Its amazing howmuch life changes in two years. I remember Brandon's Farewell, Steve and I and all the kids went. No one would have thought that Steve wouldn't be attending Brandon's Homecoming.

It was difficult to sit in church with all my kids surrounded by Steve' s sibling's, parents, and extended family. You could feel something missing, you could sense the sadness. I wish Steve could have physically been there with us. I am sure he is watching and is so proud of Brandon. Brandon has such a fun sense of humor like Steve. I think that is one of the many reasons that Steve loved him so much. It has taught me not to take things for granted in life.

I loved President Monson's address in this past conference. He said the following, ..."Throughout our lives, we must deal with change. Some changes are welcome; some are not. There are changes in our lives which are sudden, such as the unexpected passing of a loved one, an unforeseen illness, the loss of a possession we treasure. But most of the changes take place subtly and slowly....

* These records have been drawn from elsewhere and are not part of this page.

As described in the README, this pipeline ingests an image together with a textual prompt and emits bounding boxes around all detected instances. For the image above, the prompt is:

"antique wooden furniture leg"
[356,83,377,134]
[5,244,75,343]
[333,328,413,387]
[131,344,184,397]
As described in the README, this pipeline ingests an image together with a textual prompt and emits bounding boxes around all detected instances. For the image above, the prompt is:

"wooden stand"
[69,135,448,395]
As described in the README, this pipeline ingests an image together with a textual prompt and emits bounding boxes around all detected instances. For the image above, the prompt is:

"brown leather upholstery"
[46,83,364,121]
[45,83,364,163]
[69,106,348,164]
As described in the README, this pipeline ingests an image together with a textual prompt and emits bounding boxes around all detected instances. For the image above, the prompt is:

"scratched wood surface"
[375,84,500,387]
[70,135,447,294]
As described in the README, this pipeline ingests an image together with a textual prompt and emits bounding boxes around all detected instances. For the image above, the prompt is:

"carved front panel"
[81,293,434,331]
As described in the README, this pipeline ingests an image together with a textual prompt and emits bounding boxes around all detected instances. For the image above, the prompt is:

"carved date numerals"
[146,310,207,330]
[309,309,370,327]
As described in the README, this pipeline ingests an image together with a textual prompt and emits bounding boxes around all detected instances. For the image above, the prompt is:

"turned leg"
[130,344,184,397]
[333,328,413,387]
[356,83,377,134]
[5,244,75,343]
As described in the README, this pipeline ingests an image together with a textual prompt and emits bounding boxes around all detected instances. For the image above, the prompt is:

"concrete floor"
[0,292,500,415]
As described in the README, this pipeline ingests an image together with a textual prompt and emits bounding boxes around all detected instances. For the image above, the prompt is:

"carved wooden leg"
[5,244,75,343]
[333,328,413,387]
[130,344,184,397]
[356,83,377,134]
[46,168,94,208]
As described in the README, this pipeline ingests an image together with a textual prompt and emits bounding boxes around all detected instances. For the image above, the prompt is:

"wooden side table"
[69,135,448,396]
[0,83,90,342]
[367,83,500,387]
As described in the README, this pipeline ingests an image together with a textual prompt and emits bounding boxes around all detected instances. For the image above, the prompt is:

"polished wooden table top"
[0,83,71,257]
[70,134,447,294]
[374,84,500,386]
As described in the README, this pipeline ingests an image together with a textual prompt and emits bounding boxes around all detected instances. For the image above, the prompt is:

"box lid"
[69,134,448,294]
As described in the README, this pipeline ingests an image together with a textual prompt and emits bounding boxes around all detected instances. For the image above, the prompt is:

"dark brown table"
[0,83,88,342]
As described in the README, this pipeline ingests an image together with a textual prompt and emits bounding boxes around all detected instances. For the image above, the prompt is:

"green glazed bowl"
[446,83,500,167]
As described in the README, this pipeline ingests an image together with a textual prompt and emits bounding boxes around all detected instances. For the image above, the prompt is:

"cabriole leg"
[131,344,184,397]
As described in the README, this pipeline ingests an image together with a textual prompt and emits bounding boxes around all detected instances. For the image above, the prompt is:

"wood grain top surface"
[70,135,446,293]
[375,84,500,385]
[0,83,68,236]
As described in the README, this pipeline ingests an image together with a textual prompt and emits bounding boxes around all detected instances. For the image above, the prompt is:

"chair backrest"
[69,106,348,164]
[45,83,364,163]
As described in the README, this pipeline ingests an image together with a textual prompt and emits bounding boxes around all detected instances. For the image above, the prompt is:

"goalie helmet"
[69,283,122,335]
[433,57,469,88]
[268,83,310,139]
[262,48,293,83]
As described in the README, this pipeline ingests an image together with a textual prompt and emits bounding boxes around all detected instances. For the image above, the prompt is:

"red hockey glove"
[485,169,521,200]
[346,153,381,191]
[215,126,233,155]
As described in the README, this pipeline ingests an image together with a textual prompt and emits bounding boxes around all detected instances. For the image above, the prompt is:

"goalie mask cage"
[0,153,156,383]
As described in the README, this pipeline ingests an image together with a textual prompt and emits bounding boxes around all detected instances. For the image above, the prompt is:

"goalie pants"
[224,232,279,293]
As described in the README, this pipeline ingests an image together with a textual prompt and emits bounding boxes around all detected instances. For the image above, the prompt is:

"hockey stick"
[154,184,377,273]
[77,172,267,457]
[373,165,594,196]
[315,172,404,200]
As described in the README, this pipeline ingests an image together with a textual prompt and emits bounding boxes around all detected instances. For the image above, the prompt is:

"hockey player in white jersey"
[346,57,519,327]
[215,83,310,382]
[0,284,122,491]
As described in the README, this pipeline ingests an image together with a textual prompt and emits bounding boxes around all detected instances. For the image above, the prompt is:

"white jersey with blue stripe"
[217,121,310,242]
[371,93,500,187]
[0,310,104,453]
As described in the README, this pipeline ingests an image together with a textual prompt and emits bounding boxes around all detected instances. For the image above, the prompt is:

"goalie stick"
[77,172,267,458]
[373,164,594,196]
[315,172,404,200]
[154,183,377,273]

...."Day by day, minute by minute, second by second we went from where we were to where we are now. The lives of all of us, of course, go through similar alterations and changes. The difference between the changes in my life and the changes in yours is only in the details. Time never stands still; it must steadily march on, and with the marching come the changes.
This is our one and only chance at mortal life—here and now. The longer we live, the greater is our realization that it is brief. Opportunities come, and then they are gone. I believe that among the greatest lessons we are to learn in this short sojourn upon the earth are lessons that help us distinguish between what is important and what is not. I plead with you not to let those most important things pass you by as you plan for that illusive and nonexistent future when you will have time to do all that you want to do. Instead, find joy in the journey—now..."
"You pile up enough tomorrows, and you’ll find you’ve collected a lot of empty yesterdays.”1

It is difficult when life is altered and unwanted changes come. I guess I need to learn to sojourn through life finding the joy in the new path my life has taken. It's hard to want to journey down this sad, unfamiliar, uncomfortable path. A path that I am not familiar with, and not one I'd choose. I miss Steve every day. I love the remarkable memories we have of him. I need to learn to enjoy the simple things in life, and teach my children to remember what is important in life and to enjoy the new journey.

4 comments:

Becky said...

I was reading all the posts--you are a party girl! Going from one adventure to the next. I know Steve would have been proud of the Rebels. I wonder if he hangs around the games as much as he hangs around anywhere else. I know you will find happiness on your new path someday. Thanks for being a great example to me.

Jodi said...

Another lesson learned! Thank you! I always appreciate your amazing insights to life. I also loved this talk from Pres. Monson. Definitely one to read often. I am always so amazed and proud of your ability to see the eternal perspective. I know that is what is helping you get through this all. I love you. Thanks for reminding us all what is really important.

Jen Brown said...

I was missing Steve also on Sunday. I kept thinking about him during Brandon's talk. I could see how much a mission had helped Brandon grow and I was thinking how important Steve though missions were. Thanks for you support, I can't imagine how hard it is for you. You are very inspiring.

Marianne Peck said...

I loved spending time reading through your whole blog. I feel like I've caught up a little on your busy, fun life. I loved the talk by President Monson also. Life does happen and trial and I guess, how we come out of them and learn from them is what we are made from! Love you tons!